Now, new research turns this hypothesis on its head. The first 500 million years of Earth's life may actually have looked an awful lot like it does today. Our newborn planet had solid land masses, tectonic plates and oceans fully formed 500 million years before scientists originally thought.

The research compares zircon that formed 4 billion years ago to zircon that formed more recently in Iceland is the premise behind this new hypothesis. Iceland was previously thought to be geologically analogous with ancient Earth. However, the study, titled, "Iceland is not a magmatic analog for the Hadean: Evidence from the zircon record," says this isn't the case. The article was released this weekend in the November 1 issue of the journal Earth and Planetary Science Letters.

Comparison of ancient zircon from Jack Hills in Western Australia to zircon that formed naturally in Iceland shows that conditions in Hadean Earth were surprisingly cool and wet.

Scientists thought for over a hundred years that, because no major stone formations from the Hadean period still existed, the climate must have been so hot it melted all stone.

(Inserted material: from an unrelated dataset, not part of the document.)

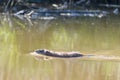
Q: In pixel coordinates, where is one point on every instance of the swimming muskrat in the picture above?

However, this new theory that the planet was cool and wet backs evidence that solid land and some surface water definitely existed.

"We reasoned that the only concrete evidence for what the Hadean was like came from the only known survivors: zircon crystals - and yet no one had investigated Icelandic zircon to compare their telltale compositions to those that are more than 4 billion years old, or with zircon from other modern environments," said Calvin Miller, one of the researchers.

The team of researchers who authored the new study came up with a dataset mapping elements found in the Icelandic zircon and compared that to the elemental makeup of the four-billion-year-old zircon from the Hadean period.

The team found that there was evidence of the presence of magma in both the Icelandic zircon and the Australian zircon. However, the Icelandic zircon likely formed at a high temperature, whereas the zircon from the Hadean period formed at a lower temperature. This sheds new doubts on the theory that ancient Earth was incredibly hot. The team also found evidence that the zircon from the Hadean period was formed in the presence of surface water, like an ocean.

The researchers saw big differences in the elemental makeup of the magma from the Hadean period and the Icelandic magma that these zircon stones formed in. For example, the Hadean zircon had much more Ytterbium, which is rare on Earth today.